Un altro segno dei tempi è
l'eco, che facilmente vi si scorge, di quel Dostoevskij il cui Delitto e
castigo aveva suscitato enorme impressione da noi come in Francia, e che
D'Annunzio aveva riecheggiato prontamente in Giovanni Episcopo, mentre altri
motivi ne avrebbe ripresi più tardi nell'lnnocente e in Più che
l'amore.

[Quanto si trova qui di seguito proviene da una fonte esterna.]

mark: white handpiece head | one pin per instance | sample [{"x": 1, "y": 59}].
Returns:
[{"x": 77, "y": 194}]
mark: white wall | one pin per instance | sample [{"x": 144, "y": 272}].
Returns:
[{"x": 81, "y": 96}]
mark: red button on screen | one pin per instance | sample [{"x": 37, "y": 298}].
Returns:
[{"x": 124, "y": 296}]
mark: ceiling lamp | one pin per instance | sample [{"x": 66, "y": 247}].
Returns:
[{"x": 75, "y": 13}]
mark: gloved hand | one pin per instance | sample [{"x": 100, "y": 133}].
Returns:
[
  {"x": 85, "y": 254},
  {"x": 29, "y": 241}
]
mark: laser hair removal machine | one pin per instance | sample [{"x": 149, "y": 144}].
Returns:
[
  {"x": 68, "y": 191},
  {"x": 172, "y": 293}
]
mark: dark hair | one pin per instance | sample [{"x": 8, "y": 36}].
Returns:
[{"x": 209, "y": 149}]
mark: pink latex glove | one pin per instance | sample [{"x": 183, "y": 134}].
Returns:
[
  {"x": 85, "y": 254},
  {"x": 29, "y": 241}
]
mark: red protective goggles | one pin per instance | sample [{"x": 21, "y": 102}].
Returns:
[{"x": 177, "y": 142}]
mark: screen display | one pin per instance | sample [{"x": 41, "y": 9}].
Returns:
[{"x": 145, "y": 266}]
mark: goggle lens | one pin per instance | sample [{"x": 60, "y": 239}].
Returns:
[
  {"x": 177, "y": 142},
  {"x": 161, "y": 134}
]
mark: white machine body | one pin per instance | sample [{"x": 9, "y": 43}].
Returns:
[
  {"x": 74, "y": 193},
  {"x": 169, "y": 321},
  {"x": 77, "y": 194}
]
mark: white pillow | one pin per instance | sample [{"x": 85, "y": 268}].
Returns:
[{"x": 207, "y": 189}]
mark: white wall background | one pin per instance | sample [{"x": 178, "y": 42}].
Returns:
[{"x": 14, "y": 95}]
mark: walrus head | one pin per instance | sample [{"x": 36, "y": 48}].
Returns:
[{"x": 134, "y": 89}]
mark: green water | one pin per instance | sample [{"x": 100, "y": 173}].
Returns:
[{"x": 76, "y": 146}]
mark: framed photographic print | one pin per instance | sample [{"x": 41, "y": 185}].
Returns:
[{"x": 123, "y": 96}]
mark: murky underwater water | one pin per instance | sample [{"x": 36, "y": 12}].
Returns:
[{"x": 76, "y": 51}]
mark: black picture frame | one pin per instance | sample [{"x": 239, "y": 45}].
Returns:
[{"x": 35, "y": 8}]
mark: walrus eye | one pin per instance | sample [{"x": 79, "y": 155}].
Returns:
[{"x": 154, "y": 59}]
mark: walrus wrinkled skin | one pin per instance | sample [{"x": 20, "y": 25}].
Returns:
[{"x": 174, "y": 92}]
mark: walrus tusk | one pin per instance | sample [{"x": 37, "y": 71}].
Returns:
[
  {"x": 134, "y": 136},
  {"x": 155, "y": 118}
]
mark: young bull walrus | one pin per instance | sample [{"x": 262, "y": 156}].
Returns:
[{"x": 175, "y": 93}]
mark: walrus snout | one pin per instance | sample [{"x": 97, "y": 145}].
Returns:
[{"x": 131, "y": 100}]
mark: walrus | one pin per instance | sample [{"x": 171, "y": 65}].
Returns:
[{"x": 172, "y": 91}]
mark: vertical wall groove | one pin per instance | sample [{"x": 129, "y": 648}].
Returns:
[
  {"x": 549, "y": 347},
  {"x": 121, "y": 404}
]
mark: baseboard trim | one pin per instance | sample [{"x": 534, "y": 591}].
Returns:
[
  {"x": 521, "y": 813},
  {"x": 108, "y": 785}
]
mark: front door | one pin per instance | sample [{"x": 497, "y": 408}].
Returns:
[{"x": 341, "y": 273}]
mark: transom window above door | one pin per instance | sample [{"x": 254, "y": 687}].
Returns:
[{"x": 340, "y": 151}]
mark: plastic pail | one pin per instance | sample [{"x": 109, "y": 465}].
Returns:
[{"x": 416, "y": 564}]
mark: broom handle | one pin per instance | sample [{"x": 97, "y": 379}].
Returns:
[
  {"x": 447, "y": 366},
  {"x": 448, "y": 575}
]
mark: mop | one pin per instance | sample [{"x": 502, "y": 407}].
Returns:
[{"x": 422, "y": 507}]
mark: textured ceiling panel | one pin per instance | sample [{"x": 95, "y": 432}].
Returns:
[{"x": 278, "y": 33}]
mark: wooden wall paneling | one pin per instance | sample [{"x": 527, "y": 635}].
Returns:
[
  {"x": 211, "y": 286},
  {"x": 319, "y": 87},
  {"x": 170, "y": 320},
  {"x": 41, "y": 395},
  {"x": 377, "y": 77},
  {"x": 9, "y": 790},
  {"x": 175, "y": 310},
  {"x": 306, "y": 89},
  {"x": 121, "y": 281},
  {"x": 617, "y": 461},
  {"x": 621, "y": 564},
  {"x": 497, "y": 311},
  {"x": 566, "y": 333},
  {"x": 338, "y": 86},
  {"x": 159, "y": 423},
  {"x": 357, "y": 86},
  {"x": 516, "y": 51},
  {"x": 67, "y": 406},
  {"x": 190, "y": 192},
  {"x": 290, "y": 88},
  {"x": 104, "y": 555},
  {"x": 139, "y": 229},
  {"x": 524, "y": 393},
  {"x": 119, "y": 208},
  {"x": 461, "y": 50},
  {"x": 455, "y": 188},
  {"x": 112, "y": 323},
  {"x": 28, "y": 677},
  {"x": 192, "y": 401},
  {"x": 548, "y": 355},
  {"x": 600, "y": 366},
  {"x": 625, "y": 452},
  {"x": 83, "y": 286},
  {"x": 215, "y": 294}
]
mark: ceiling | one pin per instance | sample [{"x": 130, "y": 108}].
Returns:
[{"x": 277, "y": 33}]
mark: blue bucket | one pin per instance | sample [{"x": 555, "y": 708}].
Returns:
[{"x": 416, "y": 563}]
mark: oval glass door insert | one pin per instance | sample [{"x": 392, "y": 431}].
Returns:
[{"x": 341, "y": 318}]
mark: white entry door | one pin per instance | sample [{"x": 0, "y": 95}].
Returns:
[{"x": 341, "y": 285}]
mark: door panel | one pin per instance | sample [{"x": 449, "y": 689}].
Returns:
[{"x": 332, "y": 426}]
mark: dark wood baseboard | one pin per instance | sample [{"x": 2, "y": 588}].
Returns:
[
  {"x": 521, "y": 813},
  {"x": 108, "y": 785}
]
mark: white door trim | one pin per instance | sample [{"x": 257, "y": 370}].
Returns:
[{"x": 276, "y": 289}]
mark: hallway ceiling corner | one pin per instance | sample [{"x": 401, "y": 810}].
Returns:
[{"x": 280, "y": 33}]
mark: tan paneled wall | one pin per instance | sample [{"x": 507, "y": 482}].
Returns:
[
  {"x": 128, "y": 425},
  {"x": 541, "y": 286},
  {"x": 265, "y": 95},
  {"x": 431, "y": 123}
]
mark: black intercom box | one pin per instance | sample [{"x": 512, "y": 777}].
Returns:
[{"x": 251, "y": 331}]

Anche nel romanzo della Deledda i temi della passione, della colpa,
del pentimento, della necessità dell'espiazione corrono tutta l'opera,
ponendo un gruppo di problemi che saranno poi al centro di tutta l'arte della
scrittrice.
Un ultimo elemento caratteristico del
romanzo--e sarà anch'esso caratteristico di quasi tutti i libri
seguenti--è l'ambientazione sarda: la visita al Santuario, la vita nella
" tanca " e la poesia di essa, il passaggio continuo dalla cittadina
angusta e soffocante alla natura ampia e libera, fatti di costume e di
folclore, costituiscono lo sfondo del libro, per cui si viene definendo la
formula che sarà propria della Deledda: un romanzo psicologico, fondato
tutto su problemi " spirituali ", ma intanto ambientato
regionalisticamente, cioè veristicamente, in Sardegna e tramato, per
tanta parte, di descrizioni colorite della natura e del costume sardo.
Il problema del libro è indicato
felicemente dal titolo, ma l'indicazione suggestiva non trova poi nel corso del
romanzo uno svolgimento convincente. [...]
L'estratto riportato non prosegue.